Clown pants (and a pretty top)

Yes, I know they look like clown pants.
I don't care. This pattern makes a pair of pants that is wildly comfortable, goes together quickly with next-to-no fitting, and is extremely adaptable.
I was first attracted to this pattern for its wearable art possibilities. I used the pattern's option of dividing the center panel into irregular blocks, and setting them cross-grain, straight-grain, on the the bias, and not quite any of those.

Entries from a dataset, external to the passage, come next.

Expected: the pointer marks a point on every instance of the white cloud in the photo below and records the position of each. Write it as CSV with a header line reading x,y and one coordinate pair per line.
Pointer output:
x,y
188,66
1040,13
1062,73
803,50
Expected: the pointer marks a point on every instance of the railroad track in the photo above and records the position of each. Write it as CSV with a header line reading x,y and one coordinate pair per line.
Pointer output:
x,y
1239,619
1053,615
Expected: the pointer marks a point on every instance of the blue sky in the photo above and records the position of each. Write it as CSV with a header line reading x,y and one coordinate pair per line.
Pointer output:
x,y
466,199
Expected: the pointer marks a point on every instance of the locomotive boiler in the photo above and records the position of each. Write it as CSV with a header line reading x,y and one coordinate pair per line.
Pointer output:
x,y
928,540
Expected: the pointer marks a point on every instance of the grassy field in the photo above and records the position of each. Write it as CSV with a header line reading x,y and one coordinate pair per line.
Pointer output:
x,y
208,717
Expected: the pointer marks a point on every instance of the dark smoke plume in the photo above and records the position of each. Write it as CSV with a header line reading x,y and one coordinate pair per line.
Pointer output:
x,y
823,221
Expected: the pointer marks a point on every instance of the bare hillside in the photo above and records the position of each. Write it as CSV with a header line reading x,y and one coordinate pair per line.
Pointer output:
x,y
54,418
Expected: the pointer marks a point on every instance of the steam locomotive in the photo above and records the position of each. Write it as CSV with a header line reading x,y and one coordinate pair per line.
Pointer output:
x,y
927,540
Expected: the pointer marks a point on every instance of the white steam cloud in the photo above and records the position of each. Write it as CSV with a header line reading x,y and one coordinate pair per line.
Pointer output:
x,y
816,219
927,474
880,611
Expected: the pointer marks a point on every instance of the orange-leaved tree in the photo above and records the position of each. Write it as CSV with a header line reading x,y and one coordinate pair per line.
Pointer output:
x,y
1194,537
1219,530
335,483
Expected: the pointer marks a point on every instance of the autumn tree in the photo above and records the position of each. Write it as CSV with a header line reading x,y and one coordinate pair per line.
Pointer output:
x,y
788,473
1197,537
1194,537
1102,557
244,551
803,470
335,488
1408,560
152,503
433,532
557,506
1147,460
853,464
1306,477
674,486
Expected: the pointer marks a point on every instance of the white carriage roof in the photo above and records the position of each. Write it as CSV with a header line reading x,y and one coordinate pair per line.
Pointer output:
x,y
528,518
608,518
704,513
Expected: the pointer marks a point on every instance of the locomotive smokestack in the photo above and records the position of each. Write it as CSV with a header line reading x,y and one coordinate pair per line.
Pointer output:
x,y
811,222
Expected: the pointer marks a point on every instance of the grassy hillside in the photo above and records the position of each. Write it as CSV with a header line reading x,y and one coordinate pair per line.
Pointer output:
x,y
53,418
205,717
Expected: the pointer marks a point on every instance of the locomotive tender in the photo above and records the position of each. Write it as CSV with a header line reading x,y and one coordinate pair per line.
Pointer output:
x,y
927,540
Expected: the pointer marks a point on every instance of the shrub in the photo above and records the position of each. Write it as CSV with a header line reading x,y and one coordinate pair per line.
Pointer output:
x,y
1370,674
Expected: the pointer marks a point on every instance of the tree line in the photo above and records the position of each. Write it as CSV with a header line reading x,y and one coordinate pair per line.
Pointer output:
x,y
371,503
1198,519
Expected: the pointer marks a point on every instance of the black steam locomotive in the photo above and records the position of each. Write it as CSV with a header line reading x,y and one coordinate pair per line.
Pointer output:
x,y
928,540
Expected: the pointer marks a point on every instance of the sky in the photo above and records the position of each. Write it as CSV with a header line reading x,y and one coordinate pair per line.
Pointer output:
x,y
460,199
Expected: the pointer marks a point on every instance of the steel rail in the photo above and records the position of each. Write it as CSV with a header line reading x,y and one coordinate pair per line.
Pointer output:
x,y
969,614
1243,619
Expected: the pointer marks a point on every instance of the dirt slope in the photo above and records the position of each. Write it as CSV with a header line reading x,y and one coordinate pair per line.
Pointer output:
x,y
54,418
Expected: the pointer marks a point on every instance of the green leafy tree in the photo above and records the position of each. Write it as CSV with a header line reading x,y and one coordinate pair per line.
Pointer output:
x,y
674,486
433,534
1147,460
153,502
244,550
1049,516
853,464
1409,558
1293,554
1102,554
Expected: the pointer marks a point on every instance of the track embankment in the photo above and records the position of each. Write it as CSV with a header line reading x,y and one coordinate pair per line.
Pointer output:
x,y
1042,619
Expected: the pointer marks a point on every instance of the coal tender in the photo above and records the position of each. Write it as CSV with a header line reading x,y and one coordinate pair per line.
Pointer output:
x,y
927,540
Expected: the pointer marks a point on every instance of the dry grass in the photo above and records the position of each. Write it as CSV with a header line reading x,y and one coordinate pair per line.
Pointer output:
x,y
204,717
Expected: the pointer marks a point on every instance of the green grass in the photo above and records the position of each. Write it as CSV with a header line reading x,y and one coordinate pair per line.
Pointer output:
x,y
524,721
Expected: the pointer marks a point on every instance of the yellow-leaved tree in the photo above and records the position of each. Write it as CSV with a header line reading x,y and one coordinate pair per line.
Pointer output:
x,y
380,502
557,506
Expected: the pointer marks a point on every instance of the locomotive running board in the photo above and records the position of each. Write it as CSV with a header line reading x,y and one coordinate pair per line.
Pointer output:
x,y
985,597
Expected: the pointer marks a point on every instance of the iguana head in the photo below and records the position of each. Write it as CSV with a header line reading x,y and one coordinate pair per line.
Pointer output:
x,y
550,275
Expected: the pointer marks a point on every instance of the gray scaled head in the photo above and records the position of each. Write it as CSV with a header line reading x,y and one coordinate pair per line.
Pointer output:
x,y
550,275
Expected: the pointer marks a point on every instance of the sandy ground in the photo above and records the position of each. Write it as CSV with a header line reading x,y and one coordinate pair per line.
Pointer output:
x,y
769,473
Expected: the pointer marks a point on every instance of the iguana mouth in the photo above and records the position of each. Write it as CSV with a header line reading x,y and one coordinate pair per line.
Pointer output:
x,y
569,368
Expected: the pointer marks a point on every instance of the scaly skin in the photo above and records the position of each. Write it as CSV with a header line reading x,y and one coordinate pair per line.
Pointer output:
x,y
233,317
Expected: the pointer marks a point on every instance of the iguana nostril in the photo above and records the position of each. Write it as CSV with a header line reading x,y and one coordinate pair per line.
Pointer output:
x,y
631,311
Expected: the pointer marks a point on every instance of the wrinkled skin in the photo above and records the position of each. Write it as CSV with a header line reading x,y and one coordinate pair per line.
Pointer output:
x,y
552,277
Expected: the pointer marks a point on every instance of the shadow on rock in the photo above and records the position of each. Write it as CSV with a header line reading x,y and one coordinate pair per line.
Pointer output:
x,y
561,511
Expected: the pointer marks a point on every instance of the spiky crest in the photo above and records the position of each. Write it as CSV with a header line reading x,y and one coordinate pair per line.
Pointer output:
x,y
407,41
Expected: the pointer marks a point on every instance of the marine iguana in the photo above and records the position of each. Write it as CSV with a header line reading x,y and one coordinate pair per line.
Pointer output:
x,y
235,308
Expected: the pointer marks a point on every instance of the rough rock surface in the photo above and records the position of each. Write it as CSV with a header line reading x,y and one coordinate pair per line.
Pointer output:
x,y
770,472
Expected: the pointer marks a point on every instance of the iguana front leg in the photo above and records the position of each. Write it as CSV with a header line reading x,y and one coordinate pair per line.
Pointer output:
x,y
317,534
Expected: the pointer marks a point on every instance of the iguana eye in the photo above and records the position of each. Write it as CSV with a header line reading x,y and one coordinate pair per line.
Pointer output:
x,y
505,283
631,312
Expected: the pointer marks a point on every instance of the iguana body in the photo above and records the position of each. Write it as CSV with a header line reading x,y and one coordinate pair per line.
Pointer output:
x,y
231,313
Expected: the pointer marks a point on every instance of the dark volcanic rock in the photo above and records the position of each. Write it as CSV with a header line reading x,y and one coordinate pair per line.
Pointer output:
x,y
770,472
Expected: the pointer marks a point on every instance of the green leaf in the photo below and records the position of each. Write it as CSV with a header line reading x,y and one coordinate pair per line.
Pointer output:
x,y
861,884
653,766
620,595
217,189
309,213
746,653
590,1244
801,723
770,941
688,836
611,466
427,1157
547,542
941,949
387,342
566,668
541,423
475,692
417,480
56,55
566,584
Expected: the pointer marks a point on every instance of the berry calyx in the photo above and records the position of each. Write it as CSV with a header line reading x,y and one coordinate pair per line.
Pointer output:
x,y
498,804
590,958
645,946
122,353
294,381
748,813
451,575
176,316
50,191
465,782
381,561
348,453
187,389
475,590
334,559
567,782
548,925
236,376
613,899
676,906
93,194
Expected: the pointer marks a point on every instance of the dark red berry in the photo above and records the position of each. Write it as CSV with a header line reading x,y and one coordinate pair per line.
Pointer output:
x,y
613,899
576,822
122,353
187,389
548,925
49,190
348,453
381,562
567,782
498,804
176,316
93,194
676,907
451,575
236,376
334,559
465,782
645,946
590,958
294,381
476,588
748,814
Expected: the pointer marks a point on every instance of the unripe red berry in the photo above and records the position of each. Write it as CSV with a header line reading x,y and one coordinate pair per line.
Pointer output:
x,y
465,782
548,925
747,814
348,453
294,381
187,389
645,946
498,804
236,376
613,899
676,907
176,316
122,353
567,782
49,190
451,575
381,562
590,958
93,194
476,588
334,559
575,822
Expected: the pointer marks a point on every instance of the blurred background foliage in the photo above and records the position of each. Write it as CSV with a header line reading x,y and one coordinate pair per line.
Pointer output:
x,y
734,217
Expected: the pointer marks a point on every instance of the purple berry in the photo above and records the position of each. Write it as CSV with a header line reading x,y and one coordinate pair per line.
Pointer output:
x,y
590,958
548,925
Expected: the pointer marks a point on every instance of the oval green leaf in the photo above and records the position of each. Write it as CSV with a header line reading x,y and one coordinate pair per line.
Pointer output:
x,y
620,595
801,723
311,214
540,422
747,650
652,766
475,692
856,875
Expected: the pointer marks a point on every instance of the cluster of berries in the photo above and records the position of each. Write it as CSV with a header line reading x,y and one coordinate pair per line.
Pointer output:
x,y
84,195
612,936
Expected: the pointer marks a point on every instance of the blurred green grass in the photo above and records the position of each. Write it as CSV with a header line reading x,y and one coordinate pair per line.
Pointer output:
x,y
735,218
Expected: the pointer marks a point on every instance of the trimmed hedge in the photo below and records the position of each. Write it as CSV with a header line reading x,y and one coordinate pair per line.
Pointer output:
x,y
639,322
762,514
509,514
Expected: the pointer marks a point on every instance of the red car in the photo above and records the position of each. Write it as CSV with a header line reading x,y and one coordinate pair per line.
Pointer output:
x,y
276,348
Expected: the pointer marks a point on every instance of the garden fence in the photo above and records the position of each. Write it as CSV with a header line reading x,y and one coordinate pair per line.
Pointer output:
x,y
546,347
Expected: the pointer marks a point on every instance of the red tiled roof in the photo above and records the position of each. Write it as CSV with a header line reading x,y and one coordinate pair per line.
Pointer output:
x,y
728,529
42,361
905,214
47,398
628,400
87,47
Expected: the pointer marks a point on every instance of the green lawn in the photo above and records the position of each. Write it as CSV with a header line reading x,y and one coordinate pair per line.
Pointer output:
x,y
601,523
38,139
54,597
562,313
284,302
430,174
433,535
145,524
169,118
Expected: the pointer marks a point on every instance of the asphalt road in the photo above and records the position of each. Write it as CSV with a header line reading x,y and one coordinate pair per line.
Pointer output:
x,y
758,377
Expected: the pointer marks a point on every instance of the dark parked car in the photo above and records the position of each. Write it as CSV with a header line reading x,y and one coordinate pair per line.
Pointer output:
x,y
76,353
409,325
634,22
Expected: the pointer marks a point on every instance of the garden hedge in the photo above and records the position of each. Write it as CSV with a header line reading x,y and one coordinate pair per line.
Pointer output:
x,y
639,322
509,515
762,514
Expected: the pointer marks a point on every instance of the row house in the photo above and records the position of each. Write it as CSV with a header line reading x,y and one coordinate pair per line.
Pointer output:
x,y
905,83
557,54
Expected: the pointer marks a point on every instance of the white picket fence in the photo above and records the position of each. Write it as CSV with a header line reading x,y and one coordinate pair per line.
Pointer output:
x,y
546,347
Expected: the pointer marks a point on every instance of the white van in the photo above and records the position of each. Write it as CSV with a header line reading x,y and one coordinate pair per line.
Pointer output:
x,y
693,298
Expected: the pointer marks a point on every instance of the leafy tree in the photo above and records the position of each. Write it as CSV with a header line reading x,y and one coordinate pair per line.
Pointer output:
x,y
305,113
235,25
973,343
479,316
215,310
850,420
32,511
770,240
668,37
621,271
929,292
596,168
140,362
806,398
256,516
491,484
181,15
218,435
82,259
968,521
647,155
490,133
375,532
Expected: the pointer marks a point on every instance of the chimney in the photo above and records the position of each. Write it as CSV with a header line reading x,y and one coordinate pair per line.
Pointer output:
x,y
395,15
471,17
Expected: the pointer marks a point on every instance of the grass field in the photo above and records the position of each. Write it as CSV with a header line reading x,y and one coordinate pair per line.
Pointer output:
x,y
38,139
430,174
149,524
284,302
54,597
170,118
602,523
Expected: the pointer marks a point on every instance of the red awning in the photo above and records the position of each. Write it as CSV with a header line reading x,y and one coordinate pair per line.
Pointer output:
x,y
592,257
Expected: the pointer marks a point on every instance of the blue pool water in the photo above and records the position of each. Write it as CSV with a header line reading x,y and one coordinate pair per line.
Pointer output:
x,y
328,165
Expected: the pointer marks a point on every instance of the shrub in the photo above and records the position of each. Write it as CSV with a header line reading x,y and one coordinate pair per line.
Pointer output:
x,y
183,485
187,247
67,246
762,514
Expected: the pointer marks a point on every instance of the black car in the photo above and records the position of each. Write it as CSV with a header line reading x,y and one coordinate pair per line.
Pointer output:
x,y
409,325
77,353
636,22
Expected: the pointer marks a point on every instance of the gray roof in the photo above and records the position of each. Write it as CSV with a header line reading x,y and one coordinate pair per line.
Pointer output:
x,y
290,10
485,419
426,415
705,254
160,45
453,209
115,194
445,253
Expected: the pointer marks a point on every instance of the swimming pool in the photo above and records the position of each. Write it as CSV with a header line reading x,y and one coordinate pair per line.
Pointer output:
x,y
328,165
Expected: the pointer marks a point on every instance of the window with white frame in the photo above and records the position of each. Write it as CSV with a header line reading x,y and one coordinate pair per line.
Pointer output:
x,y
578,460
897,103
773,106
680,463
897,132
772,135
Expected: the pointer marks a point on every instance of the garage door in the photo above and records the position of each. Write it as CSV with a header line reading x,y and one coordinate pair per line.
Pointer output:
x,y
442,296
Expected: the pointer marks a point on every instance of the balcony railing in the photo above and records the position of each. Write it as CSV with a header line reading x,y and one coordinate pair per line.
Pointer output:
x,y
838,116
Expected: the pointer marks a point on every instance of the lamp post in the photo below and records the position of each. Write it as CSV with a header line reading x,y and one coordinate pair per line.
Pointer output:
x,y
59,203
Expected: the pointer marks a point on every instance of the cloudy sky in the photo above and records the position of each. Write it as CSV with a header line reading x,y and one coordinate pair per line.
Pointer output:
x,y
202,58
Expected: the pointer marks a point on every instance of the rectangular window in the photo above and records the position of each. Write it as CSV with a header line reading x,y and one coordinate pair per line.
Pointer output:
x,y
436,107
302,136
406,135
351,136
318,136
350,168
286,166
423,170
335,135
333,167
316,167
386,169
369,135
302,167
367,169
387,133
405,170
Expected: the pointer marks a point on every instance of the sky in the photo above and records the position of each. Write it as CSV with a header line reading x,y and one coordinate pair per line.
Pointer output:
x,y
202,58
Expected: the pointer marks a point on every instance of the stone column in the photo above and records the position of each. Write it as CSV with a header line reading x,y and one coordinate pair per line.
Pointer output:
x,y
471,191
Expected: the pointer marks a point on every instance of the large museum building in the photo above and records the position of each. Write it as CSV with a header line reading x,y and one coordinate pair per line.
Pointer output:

This was all ready figured, printed and cut, by the designer, Carol Lane-Saber. Another option would be to cut the center panel on the straight grain. here's where the possibilities begin:
1) center panels could be cut of a different color of the same fabric as rest of pants
2) center panels could be cut of different fabric as rest of pants
3) center panels could be print, with sides a coordinating solid
4) piping or lace could be inserted in panel's seams
5) panel's seams could be embellished with decorative topstitching
6) & beyond Whatever you can dream!

The fabric is one of those in my rather prodigious stash that I should like to tell you about, but can't. I am sure I didn't buy this fabric, because I think I would remember choosing something this bold. I think I would only buy something this distinctive if I had something particular in mind to do with it, and I would all ready have done it. I know it has been in my stash for several years. I could never decide what to do with it, but couldn't quite give it up, either. A burn test reveled it to be rayon, so I know that my mother didn't buy it - she hated rayon. The mystery may never be solved.

It was the blue that decided me.
One day a few weeks ago I wore a lapis blue sweater, and received 3 (three!) compliments before lunch! Each one saying, "That is your color!" I came home and searched my stash for some fabric in that color, and could only find this. One of the blue colors is the same as that sweater, the other blue in the stripe is a turquoise that I like very much. And so, the search for a pattern for this fabric began.
I can't really say why I thought that taking this busy stripe, and using it in an even busier pattern was a good idea, but somehow, it grew on me.

In my defense, I can only say that if those rat-bastards at AARP are going to persist in sending me invitations to join, thereby implying that I am old, then I am going to exercise the option of dressing like a crazy old lady.

Now for the coordinating top.
Again with the blue.
Thinking that the clown-pants were excitement enough for one ensemble, I wanted a top that was a little more subdued.
I bought this pattern, designed by Lyla J Messinger, at Sewing & Stitchery Expo last March, and have been looking for the perfect opportunity to make it up.
Now that I have, I am brimming with ideas for making it again, but differently. [stay tuned - next time, there might be colour-coordinating lace at the edges!]
Made of rayon chiffon in the two blue stripes found in the clown pants, this pattern went together quickly, and easily. I constructed it all of French seams, and used my Pfaff for the rolled hem.
The rolled hem could have been done a little more quickly on the serger, but that incorporates a lot of thread into the hem, and, as the fabric was very lightweight, and the hem cut, in parts, on the bias, I didn't want to risk a lettuce-edged effect. Pfaffie did not let me down!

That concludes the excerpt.